Né dans la patrie du King, à Memphis, en décembre 1950, Alex Chilton a vécu la désagréable expérience d’une notoriété prématurée. A 16 ans, un tube The Letter (1967), blues à la coloration nerveuse le propulse dans les charts avec son premier groupe aujourd'hui oublié, The Box Tops. L’ado créatif, avec son air revanchard et son timbre légèrement éraillé, voit ses désirs d’émancipation circonscrit par des requins de studio, ailerons dressés sur des plages sonores envahies progressivement par un formatage qui l'insupporte. Ses ambitions aplaties sous la botte d'une maison de disque qui ne lui laisse que la liberté de choisir sa coiffure ou les motifs de ses chemises, l’ado fiévreux est invité à la plus inadmissible des soumissions et doit laisser la sélection de ses musiciens ou les arrangements des chansons à des techniciens sans scrupules.

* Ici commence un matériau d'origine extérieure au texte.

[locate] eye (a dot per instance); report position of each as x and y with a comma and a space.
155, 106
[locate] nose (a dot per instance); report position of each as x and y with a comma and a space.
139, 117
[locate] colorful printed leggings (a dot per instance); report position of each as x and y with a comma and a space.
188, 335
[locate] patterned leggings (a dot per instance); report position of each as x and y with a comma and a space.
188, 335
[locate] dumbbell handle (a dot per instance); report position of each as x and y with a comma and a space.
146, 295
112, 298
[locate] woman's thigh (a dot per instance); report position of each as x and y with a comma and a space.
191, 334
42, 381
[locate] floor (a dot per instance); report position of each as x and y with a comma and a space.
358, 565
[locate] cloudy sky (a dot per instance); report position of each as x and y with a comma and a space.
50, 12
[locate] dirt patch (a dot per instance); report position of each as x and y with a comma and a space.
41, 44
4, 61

Frustré par cet indélicat potentat, Chilton le surdoué malmené claque la porte d'un univers de cloportes et décide de s’allier à Chris Bell originaire de la même ville et compositeur vaguement maudit pour créer Big Star, un groupe pas moins onirique qu’anachronique. Allier le raffinement mélodique des Fabs Four (période Revolver) et une certaine vivacité à la Roger Daltrey dans ses morceaux les plus épicés sont leur seul objectif. Un premier album Number 1 Record recueille l’enthousiasme de la profession et l’indifférence traumatisante d’une génération trop fraichement débarrassée des comptines britanniques, trop ciselées pour faire brailler des stades, et que d’autres avant eux, comme les Byrds, ont déjà exploité jusqu'à l'épuisement du concept. On donnera un nom à ce style de musique, pour que l’étoile, (qui ne visitera que trois fois les cieux de la pop seventies, puisse être identifiable, à défaut d’être véritablement explorée, ça sera la Power Pop.

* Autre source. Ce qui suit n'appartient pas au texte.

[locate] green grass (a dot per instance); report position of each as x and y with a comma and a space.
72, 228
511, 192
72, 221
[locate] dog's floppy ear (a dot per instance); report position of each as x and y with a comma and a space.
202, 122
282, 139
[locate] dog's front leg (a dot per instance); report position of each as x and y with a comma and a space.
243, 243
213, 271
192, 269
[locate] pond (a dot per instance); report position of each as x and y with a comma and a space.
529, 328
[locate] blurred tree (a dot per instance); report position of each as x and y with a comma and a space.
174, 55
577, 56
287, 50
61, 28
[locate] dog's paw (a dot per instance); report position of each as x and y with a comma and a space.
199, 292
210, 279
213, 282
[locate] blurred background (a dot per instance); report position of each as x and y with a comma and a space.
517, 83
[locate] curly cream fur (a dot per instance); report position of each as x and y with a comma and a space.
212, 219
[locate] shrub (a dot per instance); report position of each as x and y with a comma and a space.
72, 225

Number 1 Record. 36 minutes de pure extase, ballades imparables et rock bon-enfant, rien n'y fera, l'ingrat public ne relayera pas leur petite entreprise. Les ados en pull losange sont des musiciens de studio, hyper doués, presque trop, avec un sens du Bizness assez limité, et une exigence de perfection qui frôle la névrose. Ici, aucun riff ne semble du aux hasards, les morceaux sont d’une brièveté confondante mais tout y tient, la simplicité apparente des mélodies laisse pressentir en plus d’un travail en amont assez considérable des conséquences malheureuses si leur deuxième fait d’arme devait s’avérer aussi mal réceptionné par le public. Appréhension prévisible, le disque suivant ne se vendra pas davantage, un comble. Chris Bell, las de tous ces faux départs, vit très difficilement ce désaveu d’un public ignorant et abandonne l’expérience à la moitié du deuxième album, en 1974. Il s’en va discrètement versifier dans son coin, le temps d’un écrémage nocturne aux USA et d’enregistrements informels au château d’Hérouville. Les démos, réunis sur un même opus donneront naissance à un album posthume (Bell se tue dans un accident en 1978). I’am the cosmos, sorti en 1992 se hisse au rang de classique, de référence indépassable pour quelques oreilles averties.
Son camarade, Chilton, survivant symbolique du groupe le plus sous-estimé de la pop musique, n’a jamais abandonné la partie. En 77, entre des boulots improbables, bucheron ou plongeur, un single. Bangkok viendra nous rappeler que le titi des seventies avait encore plus d'un tour dans son sac de spleen. La production du premier album des Cramps nous persuadera d'un flair encore en alerte pour dénicher les nouveaux talents. En 2005, la reformation d’un Big Star amputé de son membre légendaire avait ragaillardi les nostalgiques et obligé les indifférents à une redécouverte apaisée. Sa mort rend encore moins pardonnable la négligence d’une œuvre passée à la trappe et affirme sans équivoque l’urgence d’un hommage unanime à leur indéniable contribution, à leur influence sur la scène actuelle (REM, Teenage Fanclub). Ces passeurs d’émotions rares n'ont pas fini de nous faire regretter une décennie tellement productive que tous les génies peinaient à se frayer une place dans un bouillonnement stylistique qui reste incomparable.